I don't understand how that is possible. Suppose an element is
inserted into the table. Then later a new element displaces this first
element to a second location. Then later another new element, to be put
in this second location, displaces this first element to a third
location. How exactly do you find this first element anymore? It's not
in either of the two alternative locations defined by the two hashing
functions for that element.
It doesn't work like that, though you had me perplexed for a
moment. The first element goes back to its original location,
displacing the second. Thus, suppose that h0, h1, etc are
locations and the first three element are e0, e1, e2, and that
their address pairs are:

e0: h0,h1
e1: h0,h2
e2: h1,h3

Initially e0 is inserted in location h0. When e1 is inserted, e0
is moved to h1, and e1 is inserted in h0. The contents of the
table look like this:

h0: e1
h1: e0
h2: -
h3: -

Now e2 is inserted; it goes into location h1, displacing e0. In
turn e0 goes back to its alternate location h0, displacing e1,
which has to go to its alternate location, h2. The table now
looks like this:

h0: e0
h1: e2
h2: e1
h3: -


Richard Harter, cr*@tiac.net
http://home.tiac.net/~cri, http://www.varinoma.com
Save the Earth now!!
It's the only planet with chocolate.
Nov 7 '08 #30

P: n/a
Juha Nieminen <no****@thanks.invalidwrites:
user923005 wrote:
>Cuckoo hashing has guaranteed O(1) lookup and delete and amortized
O(1) insert.

Wikipedia says: "Lookup requires inspection of just two locations in
the hash table, which takes constant time in the worst case".

I don't understand how that is possible. Suppose an element is
inserted into the table. Then later a new element displaces this first
element to a second location. Then later another new element, to be put
in this second location, displaces this first element to a third
location. How exactly do you find this first element anymore? It's not
in either of the two alternative locations defined by the two hashing
functions for that element.
The insert can be quite a complicated procedure. It might be
amortized O(1), but worst-case, it's O(epic fail).

Phil
--
We must respect the other fellow's religion, but only in the sense and to the
extent that we respect his theory that his wife is beautiful and his children
smart. -- Henry Louis Mencken (1880-1956), American editor and critic
Nov 7 '08 #31

P: n/a
In article <87************@nonospaz.fatphil.org>,
th*****************@yahoo.co.uk says...

[ ... hash table operations ]
The insert can be quite a complicated procedure.

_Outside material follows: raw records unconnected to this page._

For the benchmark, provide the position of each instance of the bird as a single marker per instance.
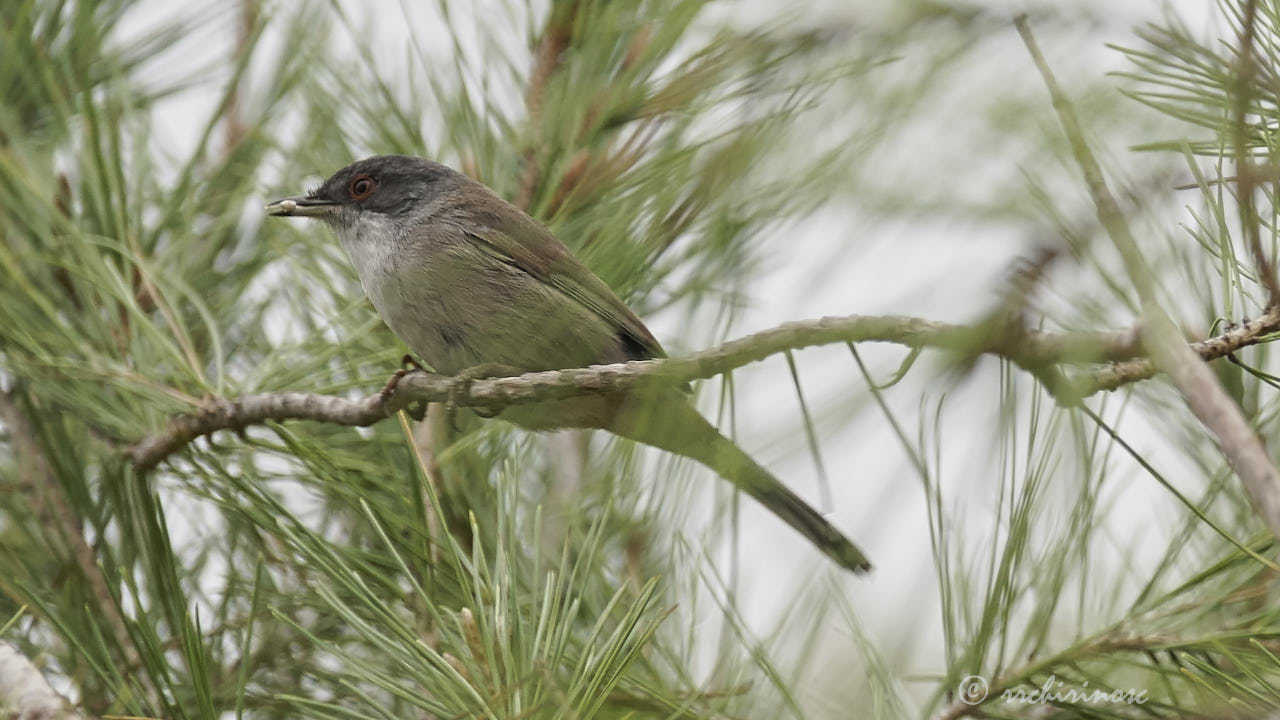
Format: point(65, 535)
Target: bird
point(472, 283)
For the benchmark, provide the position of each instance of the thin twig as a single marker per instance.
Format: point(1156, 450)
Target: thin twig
point(1029, 349)
point(1168, 350)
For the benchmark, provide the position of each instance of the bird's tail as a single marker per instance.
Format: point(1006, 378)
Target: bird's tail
point(677, 427)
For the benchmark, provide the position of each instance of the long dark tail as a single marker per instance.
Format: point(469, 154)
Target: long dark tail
point(677, 427)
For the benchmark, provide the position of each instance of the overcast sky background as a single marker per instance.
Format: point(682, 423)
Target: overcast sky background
point(835, 263)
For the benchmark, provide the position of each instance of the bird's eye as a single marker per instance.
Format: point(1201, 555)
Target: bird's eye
point(361, 187)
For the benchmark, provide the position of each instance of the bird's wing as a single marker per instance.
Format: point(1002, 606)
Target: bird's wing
point(544, 256)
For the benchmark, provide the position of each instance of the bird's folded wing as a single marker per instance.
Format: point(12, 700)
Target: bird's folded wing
point(544, 256)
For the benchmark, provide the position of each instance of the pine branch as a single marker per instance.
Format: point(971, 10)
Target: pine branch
point(1203, 393)
point(1028, 349)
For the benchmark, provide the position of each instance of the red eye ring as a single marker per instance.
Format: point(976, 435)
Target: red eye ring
point(361, 187)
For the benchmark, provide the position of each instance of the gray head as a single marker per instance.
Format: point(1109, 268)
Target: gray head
point(379, 188)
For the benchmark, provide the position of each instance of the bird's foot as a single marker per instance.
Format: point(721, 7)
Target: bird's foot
point(407, 364)
point(461, 386)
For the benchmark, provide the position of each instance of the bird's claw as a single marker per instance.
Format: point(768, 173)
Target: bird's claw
point(407, 364)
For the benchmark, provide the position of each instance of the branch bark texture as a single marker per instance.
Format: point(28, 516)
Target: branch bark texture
point(1032, 349)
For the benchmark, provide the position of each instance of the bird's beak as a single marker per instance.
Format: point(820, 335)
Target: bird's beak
point(301, 206)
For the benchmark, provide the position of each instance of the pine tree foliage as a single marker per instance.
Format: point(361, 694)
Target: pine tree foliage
point(429, 570)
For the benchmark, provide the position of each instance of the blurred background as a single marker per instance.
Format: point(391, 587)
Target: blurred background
point(726, 167)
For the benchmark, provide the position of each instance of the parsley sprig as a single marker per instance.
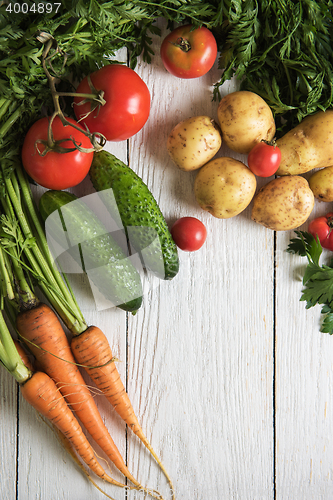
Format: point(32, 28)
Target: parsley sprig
point(317, 279)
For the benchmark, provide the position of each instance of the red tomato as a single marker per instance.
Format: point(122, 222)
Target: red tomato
point(264, 159)
point(56, 170)
point(189, 54)
point(189, 233)
point(322, 227)
point(127, 102)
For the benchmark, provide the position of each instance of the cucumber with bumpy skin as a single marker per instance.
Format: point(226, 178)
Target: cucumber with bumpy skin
point(92, 247)
point(127, 197)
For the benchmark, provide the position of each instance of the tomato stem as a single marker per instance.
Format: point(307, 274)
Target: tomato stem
point(183, 44)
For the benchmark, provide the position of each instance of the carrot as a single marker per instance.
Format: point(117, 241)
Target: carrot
point(43, 394)
point(24, 355)
point(42, 331)
point(91, 349)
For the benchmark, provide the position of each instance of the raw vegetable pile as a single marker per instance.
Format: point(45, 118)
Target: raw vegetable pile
point(281, 51)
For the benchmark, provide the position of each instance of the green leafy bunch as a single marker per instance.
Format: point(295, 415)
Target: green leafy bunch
point(281, 50)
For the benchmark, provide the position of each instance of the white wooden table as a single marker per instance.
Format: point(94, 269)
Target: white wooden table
point(227, 371)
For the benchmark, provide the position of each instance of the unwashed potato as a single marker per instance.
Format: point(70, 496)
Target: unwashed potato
point(321, 184)
point(307, 146)
point(224, 187)
point(284, 203)
point(194, 142)
point(245, 119)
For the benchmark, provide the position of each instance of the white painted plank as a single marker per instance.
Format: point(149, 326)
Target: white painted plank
point(304, 385)
point(200, 351)
point(8, 440)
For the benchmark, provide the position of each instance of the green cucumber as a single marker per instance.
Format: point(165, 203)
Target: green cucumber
point(92, 247)
point(130, 202)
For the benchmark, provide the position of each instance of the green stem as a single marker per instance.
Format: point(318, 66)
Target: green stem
point(63, 303)
point(4, 105)
point(10, 122)
point(5, 279)
point(9, 355)
point(66, 291)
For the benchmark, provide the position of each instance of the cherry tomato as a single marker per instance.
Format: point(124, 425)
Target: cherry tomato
point(56, 170)
point(264, 159)
point(189, 233)
point(189, 53)
point(323, 228)
point(127, 102)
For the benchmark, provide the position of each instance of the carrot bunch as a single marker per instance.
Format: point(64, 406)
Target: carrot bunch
point(25, 255)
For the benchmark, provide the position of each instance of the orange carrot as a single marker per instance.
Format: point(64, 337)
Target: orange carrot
point(24, 355)
point(42, 331)
point(43, 394)
point(92, 350)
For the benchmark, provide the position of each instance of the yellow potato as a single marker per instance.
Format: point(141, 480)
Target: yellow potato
point(224, 187)
point(284, 203)
point(245, 119)
point(321, 184)
point(307, 146)
point(194, 142)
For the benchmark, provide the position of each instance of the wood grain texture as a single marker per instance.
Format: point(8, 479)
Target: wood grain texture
point(228, 373)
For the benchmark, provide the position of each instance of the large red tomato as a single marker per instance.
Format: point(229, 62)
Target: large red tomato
point(56, 170)
point(127, 102)
point(189, 53)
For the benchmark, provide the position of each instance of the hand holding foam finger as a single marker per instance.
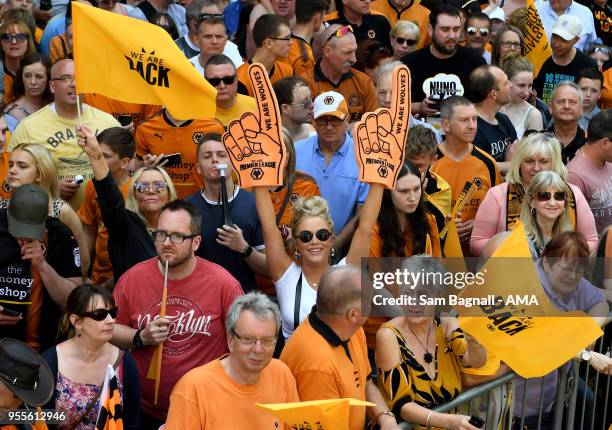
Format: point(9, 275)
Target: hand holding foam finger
point(380, 136)
point(255, 143)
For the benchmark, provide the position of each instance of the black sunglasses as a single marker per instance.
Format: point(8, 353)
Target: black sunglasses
point(100, 314)
point(544, 196)
point(402, 41)
point(306, 236)
point(227, 80)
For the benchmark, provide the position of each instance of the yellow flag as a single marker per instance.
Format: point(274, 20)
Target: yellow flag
point(537, 48)
point(532, 338)
point(332, 414)
point(134, 61)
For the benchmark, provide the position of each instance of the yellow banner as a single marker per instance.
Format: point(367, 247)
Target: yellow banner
point(521, 326)
point(332, 414)
point(537, 48)
point(133, 61)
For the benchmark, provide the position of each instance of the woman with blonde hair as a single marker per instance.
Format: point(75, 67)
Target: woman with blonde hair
point(130, 223)
point(31, 163)
point(522, 114)
point(16, 42)
point(502, 205)
point(545, 210)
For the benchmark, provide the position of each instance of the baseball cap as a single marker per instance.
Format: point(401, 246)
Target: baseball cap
point(25, 373)
point(330, 103)
point(567, 27)
point(27, 212)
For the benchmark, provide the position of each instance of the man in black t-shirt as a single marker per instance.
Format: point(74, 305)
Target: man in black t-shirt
point(444, 55)
point(39, 267)
point(490, 90)
point(566, 62)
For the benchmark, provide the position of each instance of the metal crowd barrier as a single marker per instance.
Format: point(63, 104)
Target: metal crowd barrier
point(570, 411)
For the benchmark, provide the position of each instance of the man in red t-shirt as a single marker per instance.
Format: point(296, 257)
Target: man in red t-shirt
point(199, 296)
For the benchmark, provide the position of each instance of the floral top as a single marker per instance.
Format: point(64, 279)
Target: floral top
point(73, 398)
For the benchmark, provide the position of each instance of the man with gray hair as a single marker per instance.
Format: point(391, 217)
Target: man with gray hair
point(239, 380)
point(566, 109)
point(327, 354)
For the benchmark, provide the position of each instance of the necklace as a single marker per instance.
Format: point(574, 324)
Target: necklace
point(427, 356)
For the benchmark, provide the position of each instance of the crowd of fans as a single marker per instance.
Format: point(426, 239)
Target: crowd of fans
point(101, 209)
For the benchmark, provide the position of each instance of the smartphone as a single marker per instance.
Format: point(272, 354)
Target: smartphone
point(476, 421)
point(173, 159)
point(10, 312)
point(124, 119)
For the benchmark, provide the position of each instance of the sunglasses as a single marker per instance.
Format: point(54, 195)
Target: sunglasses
point(484, 32)
point(100, 314)
point(19, 37)
point(155, 186)
point(342, 31)
point(407, 42)
point(227, 80)
point(544, 196)
point(306, 236)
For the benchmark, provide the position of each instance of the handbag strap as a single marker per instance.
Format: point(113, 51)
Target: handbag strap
point(94, 400)
point(298, 299)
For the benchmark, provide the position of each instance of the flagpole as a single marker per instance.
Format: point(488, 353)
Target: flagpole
point(160, 347)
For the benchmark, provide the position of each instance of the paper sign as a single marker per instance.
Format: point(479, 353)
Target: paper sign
point(254, 142)
point(380, 136)
point(332, 414)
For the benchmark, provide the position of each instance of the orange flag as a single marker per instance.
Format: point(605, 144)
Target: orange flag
point(520, 325)
point(133, 61)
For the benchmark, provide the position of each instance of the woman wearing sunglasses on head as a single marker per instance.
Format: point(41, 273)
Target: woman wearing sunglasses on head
point(501, 207)
point(130, 223)
point(79, 364)
point(545, 210)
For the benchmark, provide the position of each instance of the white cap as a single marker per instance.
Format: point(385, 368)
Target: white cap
point(567, 27)
point(330, 103)
point(497, 13)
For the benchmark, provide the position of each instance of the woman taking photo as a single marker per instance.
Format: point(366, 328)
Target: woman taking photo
point(30, 89)
point(545, 210)
point(418, 356)
point(501, 207)
point(79, 364)
point(522, 114)
point(130, 223)
point(31, 163)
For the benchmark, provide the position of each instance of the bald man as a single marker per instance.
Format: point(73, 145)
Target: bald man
point(327, 354)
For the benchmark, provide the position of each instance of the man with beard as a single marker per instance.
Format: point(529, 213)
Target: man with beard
point(199, 296)
point(444, 55)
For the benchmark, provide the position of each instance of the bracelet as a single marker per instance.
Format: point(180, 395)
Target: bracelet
point(427, 419)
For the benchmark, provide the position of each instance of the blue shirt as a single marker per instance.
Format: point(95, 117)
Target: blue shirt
point(338, 181)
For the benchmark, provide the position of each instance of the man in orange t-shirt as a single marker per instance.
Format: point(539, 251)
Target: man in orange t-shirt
point(459, 161)
point(272, 38)
point(239, 380)
point(117, 146)
point(163, 134)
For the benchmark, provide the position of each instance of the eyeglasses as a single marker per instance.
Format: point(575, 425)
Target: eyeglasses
point(342, 31)
point(302, 105)
point(227, 80)
point(266, 342)
point(100, 314)
point(509, 44)
point(155, 186)
point(176, 238)
point(544, 196)
point(284, 38)
point(306, 236)
point(18, 37)
point(407, 42)
point(484, 32)
point(65, 79)
point(333, 120)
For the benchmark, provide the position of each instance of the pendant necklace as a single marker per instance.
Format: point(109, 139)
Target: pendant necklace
point(427, 356)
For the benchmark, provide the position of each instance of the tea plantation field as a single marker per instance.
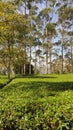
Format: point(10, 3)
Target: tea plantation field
point(42, 102)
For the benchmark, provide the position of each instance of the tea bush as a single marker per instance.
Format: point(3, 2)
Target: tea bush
point(42, 102)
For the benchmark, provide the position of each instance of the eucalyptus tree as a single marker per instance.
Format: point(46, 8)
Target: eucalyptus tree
point(65, 14)
point(46, 15)
point(11, 23)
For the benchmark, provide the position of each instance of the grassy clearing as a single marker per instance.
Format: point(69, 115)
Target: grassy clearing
point(42, 102)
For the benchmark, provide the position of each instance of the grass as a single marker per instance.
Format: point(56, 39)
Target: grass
point(41, 102)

It might be
amortized O(1), but worst-case, it's O(epic fail).
That depends on how the hash table is designed. It's entirely possible
(for one example) to create a hash table that uses balanced trees for
collision resolution. This gives a worst case of O(log N), which isn't
really all that awful at all.

--
Later,
Jerry.

The universe is a figment of its own imagination.
Nov 7 '08 #32

P: n/a
On Nov 7, 10:54*am, Jerry Coffin <jcof...@taeus.comwrote:
In article <87zlkbph9z....@nonospaz.fatphil.org>,
thefatphil_demun...@yahoo.co.uk says...

[ ... hash table operations ]
The insert can be quite a complicated procedure. It might be
amortized O(1), but worst-case, it's O(epic fail).

That depends on how the hash table is designed. It's entirely possible
(for one example) to create a hash table that uses balanced trees for
collision resolution. This gives a worst case of O(log N), which isn't
really all that awful at all.
I like this scheme:
Say that you want a hash table of 2^20th elements...
Create a hash table of 2^20th elements,
Create a shadow hash table of 2^16th elements
Create a shadow hash table of 2^12th elements
Create a shadow hash table of 2^8th elements, each of which is a
skiplist holding the data type.

You form your 32 bit hash using some nice algorithm like Bob Jenkin's
hash or Goulburn hash.
You mask off the lower 20 bits and this is the address for the large
table.
If there is a collision, you mask off 4 more bits and use the second
largest table.
If there is a collision, you mask off 4 more bits and use the third
largest table.
If there is a collision you take the low byte of the hash and insert
into that skiplist.

If you get a lot more data than you expect, you construct a new larger
table of 2^24th elements and put it in the front as the next new
layer.

Of course, if you want, you can rehash the data each time, but I think
it is better to simply mask. That way, if you suddenly start growing
your skiplists and the first level tables are lightly populated, then
you can detect what is obviously a denial of service attack.

Nov 7 '08 #33

P: n/a
Jerry Coffin <jc*****@taeus.comwrites:
In article <87************@nonospaz.fatphil.org>,
th*****************@yahoo.co.uk says...

[ ... hash table operations ]
uhuh - specifically cuckoo hash operations.
>The insert can be quite a complicated procedure. It might be
amortized O(1), but worst-case, it's O(epic fail).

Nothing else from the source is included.